A Texas man pleaded guilty to federal charges on Wednesday for his role in a human-smuggling attempt in which 53 people died last year, amid a growing border crisis, after they were picked up in a border town and were left in a sweltering tractor-trailer near San Antonio, prosecutors said.
The smuggling attempt has been described by officials as one of the deadliest cases in recent years involving migrants along the southern border of the United States.
Christian Martinez, 29, of Palestine, Texas, pleaded guilty to four counts related to transporting unauthorized immigrants and those actions resulting in death or injury, as he appeared before Judge Richard B. Farrer in the U.S. District Court for the Western District of Texas in San Antonio, according to prosecutors.

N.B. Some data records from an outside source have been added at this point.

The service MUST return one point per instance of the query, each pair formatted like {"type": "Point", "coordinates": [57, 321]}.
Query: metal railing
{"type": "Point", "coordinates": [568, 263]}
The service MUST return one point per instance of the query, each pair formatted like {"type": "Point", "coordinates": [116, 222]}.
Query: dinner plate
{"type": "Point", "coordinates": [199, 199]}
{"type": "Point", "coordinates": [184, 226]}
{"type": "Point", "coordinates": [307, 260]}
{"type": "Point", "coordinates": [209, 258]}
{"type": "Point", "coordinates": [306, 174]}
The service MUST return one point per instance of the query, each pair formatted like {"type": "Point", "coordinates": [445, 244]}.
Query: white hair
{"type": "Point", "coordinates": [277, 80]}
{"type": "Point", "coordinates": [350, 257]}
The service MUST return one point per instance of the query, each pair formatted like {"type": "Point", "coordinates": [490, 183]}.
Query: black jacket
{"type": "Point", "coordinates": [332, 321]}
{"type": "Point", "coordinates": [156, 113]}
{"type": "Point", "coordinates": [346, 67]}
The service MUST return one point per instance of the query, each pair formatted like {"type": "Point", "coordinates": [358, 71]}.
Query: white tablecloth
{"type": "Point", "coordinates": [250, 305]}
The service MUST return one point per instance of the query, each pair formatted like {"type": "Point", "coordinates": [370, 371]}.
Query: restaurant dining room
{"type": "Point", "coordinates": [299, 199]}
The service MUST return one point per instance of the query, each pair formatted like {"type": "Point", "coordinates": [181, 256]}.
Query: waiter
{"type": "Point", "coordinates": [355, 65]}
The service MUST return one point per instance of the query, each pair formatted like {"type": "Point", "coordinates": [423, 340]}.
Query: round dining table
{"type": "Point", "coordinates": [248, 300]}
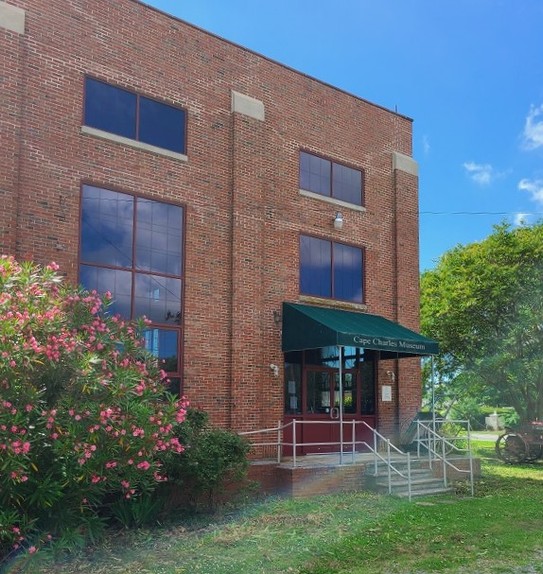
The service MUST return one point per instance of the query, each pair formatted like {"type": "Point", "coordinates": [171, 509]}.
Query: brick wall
{"type": "Point", "coordinates": [239, 184]}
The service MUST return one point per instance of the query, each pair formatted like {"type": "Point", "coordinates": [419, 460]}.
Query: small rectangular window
{"type": "Point", "coordinates": [127, 114]}
{"type": "Point", "coordinates": [331, 270]}
{"type": "Point", "coordinates": [331, 179]}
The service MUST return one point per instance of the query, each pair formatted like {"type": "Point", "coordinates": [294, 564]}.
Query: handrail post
{"type": "Point", "coordinates": [294, 442]}
{"type": "Point", "coordinates": [374, 454]}
{"type": "Point", "coordinates": [470, 460]}
{"type": "Point", "coordinates": [444, 461]}
{"type": "Point", "coordinates": [353, 436]}
{"type": "Point", "coordinates": [389, 468]}
{"type": "Point", "coordinates": [409, 475]}
{"type": "Point", "coordinates": [279, 442]}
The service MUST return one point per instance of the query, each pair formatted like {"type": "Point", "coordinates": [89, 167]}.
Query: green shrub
{"type": "Point", "coordinates": [212, 459]}
{"type": "Point", "coordinates": [84, 411]}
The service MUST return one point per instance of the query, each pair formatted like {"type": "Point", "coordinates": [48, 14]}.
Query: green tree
{"type": "Point", "coordinates": [484, 304]}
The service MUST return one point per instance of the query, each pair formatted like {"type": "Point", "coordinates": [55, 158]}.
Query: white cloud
{"type": "Point", "coordinates": [522, 219]}
{"type": "Point", "coordinates": [534, 187]}
{"type": "Point", "coordinates": [533, 128]}
{"type": "Point", "coordinates": [481, 174]}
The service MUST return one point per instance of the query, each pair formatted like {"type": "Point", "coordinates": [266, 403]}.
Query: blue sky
{"type": "Point", "coordinates": [469, 72]}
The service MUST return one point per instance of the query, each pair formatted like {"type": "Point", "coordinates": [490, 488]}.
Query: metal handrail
{"type": "Point", "coordinates": [377, 456]}
{"type": "Point", "coordinates": [446, 445]}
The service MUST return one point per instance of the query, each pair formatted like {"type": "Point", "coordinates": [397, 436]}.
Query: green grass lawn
{"type": "Point", "coordinates": [499, 531]}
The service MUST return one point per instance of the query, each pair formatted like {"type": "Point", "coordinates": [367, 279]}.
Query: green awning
{"type": "Point", "coordinates": [310, 327]}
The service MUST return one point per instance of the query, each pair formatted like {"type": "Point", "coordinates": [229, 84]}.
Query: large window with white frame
{"type": "Point", "coordinates": [330, 269]}
{"type": "Point", "coordinates": [130, 115]}
{"type": "Point", "coordinates": [133, 247]}
{"type": "Point", "coordinates": [331, 179]}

Mr. Martinez, one of six men being charged in the case, faces up to life in prison, and he is scheduled to be sentenced in January. David Shearer, a lawyer for Mr. Martinez, declined to comment on Thursday.
The deadly smuggling attempt came as border crossings into the United States continued to approach record levels as thousands of people from Latin America and other regions have left their countries, in many cases fleeing from violence or poverty. The surge in migrants has left state and local leaders from El Paso to New York City scrambling to figure out a response.
Federal prosecutors said in a statement that Mr. Martinez drove Homero Zamorano Jr., 47, to San Antonio to pick up the tractor-trailer. Mr. Zamorano then drove the vehicle to the border city of Laredo, where Mr. Zamorano loaded the migrants into the trailer, they said.
There were at least 66 people in the trailer, including eight children and one pregnant woman, according to the prosecutors, who declined to comment on the case on Thursday.
As Mr. Zamorano drove the migrants north, Mr. Martinez coordinated and facilitated the trailer’s passage through a series of messages with four other men, prosecutors said.
The trailer was found abandoned on the outskirts of San Antonio on June 27, 2022, after the police received 911 calls expressing concerns about the cargo vehicle. Temperatures had risen above 100 degrees on that day, and officials later learned that the vehicle did not have functioning air-conditioning.
“As the temperature inside the trailer rose, chaos ensued,” the indictment said. Some of the people in the trailer “screamed and banged on the walls for help. Some passed out, unconscious. Others clawed at the sides of the trailer attempting to escape.”
When the authorities reached the location of the tractor-trailer, 48 people were already dead or dying from the heat, including a woman who was pregnant, according to the indictment. Sixteen people were taken to hospitals, and five of them later died, the indictment said.
Of the 53 people who died, 27 were from Mexico, 20 were from Guatemala, and six from Honduras, according to the indictment.
Prosecutors said that Mr. Zamorano had fled from the trailer on foot, but he was later found hiding in nearby brush by law enforcement officers.
To be smuggled into the United States, the migrants paid up to $15,000, a fee that included at least three attempts, in case they were caught by U.S. law enforcement near the border and were deported, according to the indictment.
Mr. Martinez and Mr. Zamorano were indicted by a federal grand jury in July 2022. Four other men were charged in the case in June.
Mr. Zamorano pleaded not guilty in July to four counts of charges related to transporting undocumented immigrants resulting in death or injury, according to court records.
Lawyers for Mr. Zamorano did not immediately respond to requests for comment on Thursday. A trial for Mr. Zamorano has been scheduled for December.
Riley Covarrubias-Ponce, 30, Felipe Orduna-Torres, 29, Luis Alberto Rivera-Leal, 38, and Armando Gonzales-Ortega, 54, are also awaiting trial for charges in the case, according to court records.